O bairro de Interlagos, no lado sul da Capital de São Paulo, é famoso pela sua pista de corridas, onde uma vez por ano é disputada uma fase do campeonato mundial de automóveis da fórmula 1. Ali está, também, um dos maiores reservatórios de água potável para abastecimento da população, a represa de Guarapiranga.
Lugar aprazível, onde nos dias de verão, principalmente aos domingos, o paulistano usa para banhos, pescarias, navegação, esqui aquático, enfim da melhor forma que cada um possa aproveitar o dia de folga e o contato com a natureza.
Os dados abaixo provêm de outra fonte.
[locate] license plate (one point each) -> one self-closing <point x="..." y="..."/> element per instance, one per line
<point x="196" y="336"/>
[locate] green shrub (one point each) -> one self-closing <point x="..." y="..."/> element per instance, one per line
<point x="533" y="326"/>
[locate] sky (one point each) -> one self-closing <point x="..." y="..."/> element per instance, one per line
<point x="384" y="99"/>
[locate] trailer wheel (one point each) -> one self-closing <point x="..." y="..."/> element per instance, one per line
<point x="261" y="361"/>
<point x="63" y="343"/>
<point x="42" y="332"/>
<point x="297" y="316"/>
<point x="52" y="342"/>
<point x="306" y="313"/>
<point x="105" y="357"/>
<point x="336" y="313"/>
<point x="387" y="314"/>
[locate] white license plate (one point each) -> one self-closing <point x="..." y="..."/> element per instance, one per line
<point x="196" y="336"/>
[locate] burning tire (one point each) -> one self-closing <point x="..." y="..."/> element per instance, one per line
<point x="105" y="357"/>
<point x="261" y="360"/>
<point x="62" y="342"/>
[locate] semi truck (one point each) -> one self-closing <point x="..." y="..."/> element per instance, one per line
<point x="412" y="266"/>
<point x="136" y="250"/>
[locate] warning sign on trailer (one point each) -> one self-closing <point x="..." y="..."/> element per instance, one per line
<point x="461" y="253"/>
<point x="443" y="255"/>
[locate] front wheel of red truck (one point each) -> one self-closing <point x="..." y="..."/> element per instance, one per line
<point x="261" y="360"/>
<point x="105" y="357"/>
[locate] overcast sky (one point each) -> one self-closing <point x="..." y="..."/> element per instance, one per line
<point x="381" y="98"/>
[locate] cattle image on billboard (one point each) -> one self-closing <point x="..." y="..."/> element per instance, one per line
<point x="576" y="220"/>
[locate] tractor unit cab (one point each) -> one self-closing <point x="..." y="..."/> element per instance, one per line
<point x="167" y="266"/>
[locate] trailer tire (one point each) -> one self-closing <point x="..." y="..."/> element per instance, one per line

Todos os tipos de vendedores de bugigangas e quinquilharias fazem dali o seu ponto de ganhar o pão de cada dia. Vendem-se sorvetes, milho verde, água de coco, cerveja em lata, refrigerantes, protetor solar, enfim tudo o que é possível comercializar numa praia de mar.
Ernesto, um mulato forte, bem-falante, olhos vivos e espertos, anuncia o seu produto, cachorro-quente, que traz acondicionado em uma embalagem de isopor, onde foi pintada sugestivamente a figura da mercadoria que acondicionava. Vestido de calção, tênis e luvas, tudo branco, cabelos cortados rentes, barba aparada, sempre demonstrando limpeza e muita higiene, aliado a forma delicada com que oferece seu produto: “aceita, madame?”, “experimente, senhora!”, “foi feito para ti, freguesa”, numa atitude de delicadeza e respeito. Uma simpatia!
Porém, como nada é perfeito, Ernesto tem um grave defeito, vindo talvez das suas origens. Pouco educado, onde as boas maneiras não lhe foram ensinadas, mas aprendidas por si só, o seu “defeito” era um vício incontrolável, que já não incomodava quem o conhecia, porém, para estranhos tornava-se um problema grave; o Ernesto, sem perceber, de vez em quando levava sua mão esquerda entre as pernas e dava uma calorosa, porém breve coçada no seu membro masculino.
Naquele ensolarado domingo, aproximando-se de um casal que preparava para se acomodar num canto aprazível à beira da represa, embaixo de uma árvore, muito delicadamente aproximou-se da bela senhora e com todas as letras ofereceu o seu produto, dizendo - “aceita, madame?” - simultaneamente ao gesto vicioso. Para sua infelicidade, o marido da bela senhora, um mulato nada tolerante e muito mais forte que o Ernesto, campeão paulista de Karatê, exímio lutador de capoeira, surgiu à sua frente e perplexo diante da cena, da ousadia do ambulante, não teve dúvidas, aplicou uma tremenda surra no Ernesto, dizendo ser aquele um pequeno corretivo, uma lição apenas em tão atrevida criatura. Após a certeza de ter defendido a sua honra, é certo também, que extravasara o seu ciúme, o seu despeito amoroso na defesa da bela companheira.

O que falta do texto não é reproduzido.